Documentation Needed For CIT Deduction
• Employee Expense Claim Form: Must be meticulously detailed, clearly itemizing business calls/data (if the telecom bill provides this detail) or providing a justifiable calculation of the business portion. It should clearly state date, purpose of use,
and amount claimed.
• Telecom Service Provider’s Invoice: The original bill under the employee’s personal name. While not in the company’s name, it’s still needed to show the total expense incurred.
• Strict Company Policy: A very clear, written policy outlining:
– The necessity for employees to use personal phones for business.
– The specific method for calculating and claiming reimbursement for business-only usage.

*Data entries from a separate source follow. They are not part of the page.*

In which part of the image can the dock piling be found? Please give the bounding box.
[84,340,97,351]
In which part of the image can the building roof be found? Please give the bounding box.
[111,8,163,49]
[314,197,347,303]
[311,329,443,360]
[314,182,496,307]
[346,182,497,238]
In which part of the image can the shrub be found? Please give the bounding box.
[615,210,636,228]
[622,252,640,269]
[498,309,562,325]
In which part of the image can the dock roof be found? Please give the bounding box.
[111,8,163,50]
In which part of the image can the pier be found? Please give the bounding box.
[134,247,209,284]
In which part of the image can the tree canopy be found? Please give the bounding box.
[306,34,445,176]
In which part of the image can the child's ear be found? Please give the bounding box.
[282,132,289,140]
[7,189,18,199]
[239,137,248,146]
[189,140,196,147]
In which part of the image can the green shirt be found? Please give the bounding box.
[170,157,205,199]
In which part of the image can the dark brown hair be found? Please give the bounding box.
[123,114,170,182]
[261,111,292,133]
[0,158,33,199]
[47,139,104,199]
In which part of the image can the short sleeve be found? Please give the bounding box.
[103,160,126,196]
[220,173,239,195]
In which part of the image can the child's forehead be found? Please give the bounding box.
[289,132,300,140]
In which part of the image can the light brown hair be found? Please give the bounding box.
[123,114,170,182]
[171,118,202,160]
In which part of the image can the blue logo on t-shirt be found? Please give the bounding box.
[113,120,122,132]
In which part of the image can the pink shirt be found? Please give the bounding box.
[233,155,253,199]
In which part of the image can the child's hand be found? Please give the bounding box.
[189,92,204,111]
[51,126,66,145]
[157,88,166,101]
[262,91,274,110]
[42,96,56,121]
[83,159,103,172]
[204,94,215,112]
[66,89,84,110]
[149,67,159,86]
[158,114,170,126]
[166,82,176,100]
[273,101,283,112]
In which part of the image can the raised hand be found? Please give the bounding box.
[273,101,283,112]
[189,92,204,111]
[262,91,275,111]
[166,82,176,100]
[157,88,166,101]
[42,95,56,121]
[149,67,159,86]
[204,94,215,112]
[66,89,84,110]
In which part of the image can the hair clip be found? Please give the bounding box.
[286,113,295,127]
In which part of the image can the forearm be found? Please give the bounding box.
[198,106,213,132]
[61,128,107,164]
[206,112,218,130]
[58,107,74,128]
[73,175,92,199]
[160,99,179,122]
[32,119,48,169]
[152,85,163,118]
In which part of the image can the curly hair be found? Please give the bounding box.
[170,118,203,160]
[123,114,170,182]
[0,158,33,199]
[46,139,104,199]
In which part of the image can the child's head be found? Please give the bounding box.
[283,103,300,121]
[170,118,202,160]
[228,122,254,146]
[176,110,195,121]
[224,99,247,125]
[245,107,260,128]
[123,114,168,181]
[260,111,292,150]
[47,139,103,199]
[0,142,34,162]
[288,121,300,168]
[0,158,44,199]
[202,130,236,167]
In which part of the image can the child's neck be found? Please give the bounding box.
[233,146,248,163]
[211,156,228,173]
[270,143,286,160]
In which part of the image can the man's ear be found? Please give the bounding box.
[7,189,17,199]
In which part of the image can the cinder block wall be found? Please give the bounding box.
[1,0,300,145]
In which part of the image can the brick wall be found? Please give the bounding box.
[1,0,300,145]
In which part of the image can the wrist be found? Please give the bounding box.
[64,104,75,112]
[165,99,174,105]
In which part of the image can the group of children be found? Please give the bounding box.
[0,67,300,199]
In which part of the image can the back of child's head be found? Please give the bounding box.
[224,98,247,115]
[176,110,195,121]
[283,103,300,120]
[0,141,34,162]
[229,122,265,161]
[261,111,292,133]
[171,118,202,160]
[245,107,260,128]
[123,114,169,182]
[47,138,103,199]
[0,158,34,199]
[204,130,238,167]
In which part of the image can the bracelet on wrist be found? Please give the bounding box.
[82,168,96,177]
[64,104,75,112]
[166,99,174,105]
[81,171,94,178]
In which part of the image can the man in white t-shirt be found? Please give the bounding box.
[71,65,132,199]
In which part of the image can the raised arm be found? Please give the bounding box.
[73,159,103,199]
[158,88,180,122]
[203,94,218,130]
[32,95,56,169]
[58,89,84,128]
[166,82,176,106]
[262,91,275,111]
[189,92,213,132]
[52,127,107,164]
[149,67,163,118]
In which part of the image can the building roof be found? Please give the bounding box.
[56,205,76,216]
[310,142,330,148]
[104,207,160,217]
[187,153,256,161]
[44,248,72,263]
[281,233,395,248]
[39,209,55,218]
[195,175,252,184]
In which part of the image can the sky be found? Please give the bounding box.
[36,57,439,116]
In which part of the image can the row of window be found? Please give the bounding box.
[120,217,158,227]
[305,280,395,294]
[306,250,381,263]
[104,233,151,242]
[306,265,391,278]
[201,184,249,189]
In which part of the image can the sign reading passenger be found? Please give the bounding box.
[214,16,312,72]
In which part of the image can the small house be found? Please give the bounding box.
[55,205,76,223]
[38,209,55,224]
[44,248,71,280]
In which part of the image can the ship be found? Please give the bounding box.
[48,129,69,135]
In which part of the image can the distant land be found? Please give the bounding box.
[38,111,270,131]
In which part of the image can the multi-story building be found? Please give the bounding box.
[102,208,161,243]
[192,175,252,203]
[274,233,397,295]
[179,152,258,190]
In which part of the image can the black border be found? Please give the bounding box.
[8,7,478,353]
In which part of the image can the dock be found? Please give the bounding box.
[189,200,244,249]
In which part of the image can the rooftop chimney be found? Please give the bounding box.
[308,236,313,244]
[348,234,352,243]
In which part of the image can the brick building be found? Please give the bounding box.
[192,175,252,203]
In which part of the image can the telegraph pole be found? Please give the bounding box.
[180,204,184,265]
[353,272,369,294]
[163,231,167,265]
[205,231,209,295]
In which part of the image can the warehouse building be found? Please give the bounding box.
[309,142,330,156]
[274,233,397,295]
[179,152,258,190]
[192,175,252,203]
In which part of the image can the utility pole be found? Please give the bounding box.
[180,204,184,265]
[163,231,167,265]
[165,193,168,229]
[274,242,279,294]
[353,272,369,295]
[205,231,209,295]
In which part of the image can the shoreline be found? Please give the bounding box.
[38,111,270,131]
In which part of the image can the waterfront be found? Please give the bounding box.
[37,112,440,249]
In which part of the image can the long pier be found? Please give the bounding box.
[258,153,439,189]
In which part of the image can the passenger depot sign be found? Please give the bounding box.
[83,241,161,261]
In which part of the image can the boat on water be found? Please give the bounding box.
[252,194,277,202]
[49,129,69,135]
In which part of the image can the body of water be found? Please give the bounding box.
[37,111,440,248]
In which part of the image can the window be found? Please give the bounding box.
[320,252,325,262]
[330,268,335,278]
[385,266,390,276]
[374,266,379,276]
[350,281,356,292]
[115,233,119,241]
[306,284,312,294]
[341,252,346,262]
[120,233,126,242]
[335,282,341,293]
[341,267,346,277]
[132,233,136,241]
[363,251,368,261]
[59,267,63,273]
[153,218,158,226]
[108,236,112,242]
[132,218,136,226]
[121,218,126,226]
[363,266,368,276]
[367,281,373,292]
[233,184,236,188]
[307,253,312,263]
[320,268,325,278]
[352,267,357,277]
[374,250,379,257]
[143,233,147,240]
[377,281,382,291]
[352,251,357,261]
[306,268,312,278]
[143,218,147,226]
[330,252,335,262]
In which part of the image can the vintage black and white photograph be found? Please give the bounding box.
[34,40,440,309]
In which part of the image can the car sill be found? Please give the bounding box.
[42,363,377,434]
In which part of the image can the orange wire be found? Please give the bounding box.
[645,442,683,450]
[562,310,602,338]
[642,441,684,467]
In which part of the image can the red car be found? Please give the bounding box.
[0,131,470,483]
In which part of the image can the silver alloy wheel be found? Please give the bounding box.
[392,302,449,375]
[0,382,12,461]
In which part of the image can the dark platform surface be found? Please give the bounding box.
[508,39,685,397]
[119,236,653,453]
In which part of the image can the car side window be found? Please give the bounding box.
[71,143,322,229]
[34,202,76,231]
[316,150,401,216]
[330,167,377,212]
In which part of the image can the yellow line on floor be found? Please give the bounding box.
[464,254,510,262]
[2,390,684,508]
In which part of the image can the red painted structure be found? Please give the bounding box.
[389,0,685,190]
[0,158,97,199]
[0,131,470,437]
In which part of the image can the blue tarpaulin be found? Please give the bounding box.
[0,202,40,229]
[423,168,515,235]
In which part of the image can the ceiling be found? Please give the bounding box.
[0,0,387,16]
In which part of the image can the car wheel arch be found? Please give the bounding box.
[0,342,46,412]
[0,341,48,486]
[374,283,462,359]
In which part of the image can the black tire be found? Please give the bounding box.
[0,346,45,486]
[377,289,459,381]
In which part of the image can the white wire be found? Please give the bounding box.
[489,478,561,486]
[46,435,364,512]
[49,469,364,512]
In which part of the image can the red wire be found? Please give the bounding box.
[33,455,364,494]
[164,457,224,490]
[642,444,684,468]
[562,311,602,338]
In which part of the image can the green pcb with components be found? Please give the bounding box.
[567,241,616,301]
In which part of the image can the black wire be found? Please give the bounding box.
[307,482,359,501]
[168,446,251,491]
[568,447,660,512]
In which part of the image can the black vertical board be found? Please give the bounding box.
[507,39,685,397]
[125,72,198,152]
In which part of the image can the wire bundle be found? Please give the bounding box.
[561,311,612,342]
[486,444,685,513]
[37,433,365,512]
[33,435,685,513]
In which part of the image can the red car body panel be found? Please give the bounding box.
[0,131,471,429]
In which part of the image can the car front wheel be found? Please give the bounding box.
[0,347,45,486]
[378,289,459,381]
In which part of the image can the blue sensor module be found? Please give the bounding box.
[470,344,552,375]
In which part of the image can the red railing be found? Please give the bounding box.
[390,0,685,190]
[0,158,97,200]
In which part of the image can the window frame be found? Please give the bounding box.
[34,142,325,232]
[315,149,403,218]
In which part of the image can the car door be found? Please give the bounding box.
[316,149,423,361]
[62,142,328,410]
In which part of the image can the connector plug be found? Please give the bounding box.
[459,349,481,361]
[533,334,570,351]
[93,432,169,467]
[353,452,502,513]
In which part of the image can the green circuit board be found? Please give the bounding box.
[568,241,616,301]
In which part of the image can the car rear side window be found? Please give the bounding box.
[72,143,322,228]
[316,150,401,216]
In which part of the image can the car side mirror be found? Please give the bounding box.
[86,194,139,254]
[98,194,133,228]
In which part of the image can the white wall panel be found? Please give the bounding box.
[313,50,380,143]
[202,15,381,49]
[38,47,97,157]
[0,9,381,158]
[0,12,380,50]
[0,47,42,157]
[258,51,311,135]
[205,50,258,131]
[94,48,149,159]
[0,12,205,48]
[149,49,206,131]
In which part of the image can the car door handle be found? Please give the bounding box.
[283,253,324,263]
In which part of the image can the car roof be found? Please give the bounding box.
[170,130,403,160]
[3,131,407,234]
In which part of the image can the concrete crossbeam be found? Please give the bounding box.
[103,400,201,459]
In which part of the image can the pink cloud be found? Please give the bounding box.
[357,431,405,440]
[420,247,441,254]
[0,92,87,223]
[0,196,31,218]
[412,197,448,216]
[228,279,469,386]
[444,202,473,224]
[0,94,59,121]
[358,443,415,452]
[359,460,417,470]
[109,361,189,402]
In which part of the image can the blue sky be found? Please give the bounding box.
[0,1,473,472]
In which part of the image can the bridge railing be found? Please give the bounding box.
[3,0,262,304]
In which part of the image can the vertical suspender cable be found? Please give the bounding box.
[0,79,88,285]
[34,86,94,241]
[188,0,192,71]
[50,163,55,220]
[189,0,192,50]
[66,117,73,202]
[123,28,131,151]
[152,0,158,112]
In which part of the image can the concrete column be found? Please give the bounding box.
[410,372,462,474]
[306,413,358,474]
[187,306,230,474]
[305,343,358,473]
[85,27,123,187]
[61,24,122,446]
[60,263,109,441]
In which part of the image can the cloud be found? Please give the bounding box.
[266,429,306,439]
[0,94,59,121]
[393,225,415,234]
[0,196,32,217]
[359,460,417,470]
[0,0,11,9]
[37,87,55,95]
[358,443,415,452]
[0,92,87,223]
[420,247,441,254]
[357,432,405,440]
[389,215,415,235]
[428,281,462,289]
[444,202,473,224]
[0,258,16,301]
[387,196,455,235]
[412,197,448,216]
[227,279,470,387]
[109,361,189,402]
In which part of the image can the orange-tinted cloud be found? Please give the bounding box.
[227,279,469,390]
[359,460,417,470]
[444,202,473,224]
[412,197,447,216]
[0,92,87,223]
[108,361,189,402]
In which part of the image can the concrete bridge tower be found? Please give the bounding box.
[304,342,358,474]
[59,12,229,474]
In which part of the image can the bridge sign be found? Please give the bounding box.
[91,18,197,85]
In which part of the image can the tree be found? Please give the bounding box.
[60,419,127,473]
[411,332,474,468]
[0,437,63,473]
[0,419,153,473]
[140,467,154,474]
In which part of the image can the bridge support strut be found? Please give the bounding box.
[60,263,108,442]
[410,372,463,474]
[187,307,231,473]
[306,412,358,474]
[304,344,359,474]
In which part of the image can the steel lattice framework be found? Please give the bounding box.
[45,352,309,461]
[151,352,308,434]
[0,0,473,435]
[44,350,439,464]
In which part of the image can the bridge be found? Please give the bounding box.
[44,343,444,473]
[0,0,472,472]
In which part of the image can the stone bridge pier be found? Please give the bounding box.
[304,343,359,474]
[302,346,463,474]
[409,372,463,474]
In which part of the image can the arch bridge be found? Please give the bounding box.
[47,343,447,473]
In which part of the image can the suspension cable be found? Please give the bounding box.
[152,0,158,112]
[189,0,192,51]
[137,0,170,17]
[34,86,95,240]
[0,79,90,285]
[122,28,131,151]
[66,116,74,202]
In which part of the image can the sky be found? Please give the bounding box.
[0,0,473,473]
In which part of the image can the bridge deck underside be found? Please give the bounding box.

– A cap or limit on the maximum reimbursement amount, if applicable, to ensure reasonableness.
• Detailed Usage Log (Highly Recommended): An employee-maintained log of business calls/data, dates, and purposes, reviewed and approved by a supervisor.
• Supervisor/Manager Approval: Clear sign-off by a manager confirming the business necessity and the review of the claimed expenses.
• Proof of Reimbursement: Bank transfer slips or internal cash vouchers showing the reimbursement to the employee.
References
• Thai Revenue Code, Section 65 ter (3) (General expense deductibility).
• Thai Revenue Code, Section 65 ter (13) (Disallowance for expenses not exclusively or business).
• Thai Revenue Code, Section 40(1) (Assessable income from employment).
• Revenue Departmental rulings or instructions (e.g., often distinguishing between genuine expense reimbursements vs. taxable allowances/benefits).